I'm at the point where I'm adding my products to my pages using Paypal. However, I can't find an option where I can edit an exising product I've already created (adding color and sizing options).

I've looked through the site, but can't seem to find any "edit existing products" type of section.

Anyone know?

thanks


----------



## badalou (Mar 19, 2006)

Do you know how to change the code. Are you doing you own designing. 
What are you trying to change? Price, color, size?


----------



## WhatsYourBurn (Mar 1, 2006)

Say for example, I'd want to add an additional color down the road. Would I have to just edit the code through my html editor to get the results? It seems kind of odd how paypal doesn't keep a database with products you've created.


----------



## badalou (Mar 19, 2006)

I hope that you have pull down buttons for colors, size. If you add a color then click on your color box and when the drop down box shows colors you have click "Add" which is to the right and add your new color. I use paypal on my site. If you need further help please contact me.
Your color box may say..
white
Blue 
Black
Now you want to "Add" a color. Click add in the paypal box and that is it. I hope you are in design mode of the program you are using. same thing goes for sizes..


----------



## identityburn (Feb 24, 2006)

Yeah we are using drop downs...here is what we have so far:

http://www.identityburn.com/onyourknees/he_fatherclean.html

I'm using Dreamweaver, so all this is done there huh? Thanks for the info, I'll check it out.


----------



## badalou (Mar 19, 2006)

Yes everything is done at the design page. It looks like what I have. But, there is always a but, are you moving the payment buttons to the actual page and giving each design its own number or name? Also I could not find a link back to you home page. But hey, I am old.


----------



## jdr8271 (Jun 16, 2005)

Well, you could write a database that does it all for you, but its probably easiest to just change everything manually.


----------



## identityburn (Feb 24, 2006)

badalou said:


> Yes everything is done at the design page.
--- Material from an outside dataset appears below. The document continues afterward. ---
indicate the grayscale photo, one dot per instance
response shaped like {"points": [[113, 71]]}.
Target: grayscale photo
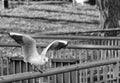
{"points": [[59, 41]]}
It looks like what I have. But, there is always a but, are you moving the payment buttons to the actual page and giving each design its own number or name? Also I could not find a link back to you home page. But hey, I am old.


Yeah we're putting each button on the shirt's page. The site isn't totally complete yet, so thats why there isn't a "home" page although you can reach any section through the nav bar at the top, it's all dropdown menus. Thanks for the help.


----------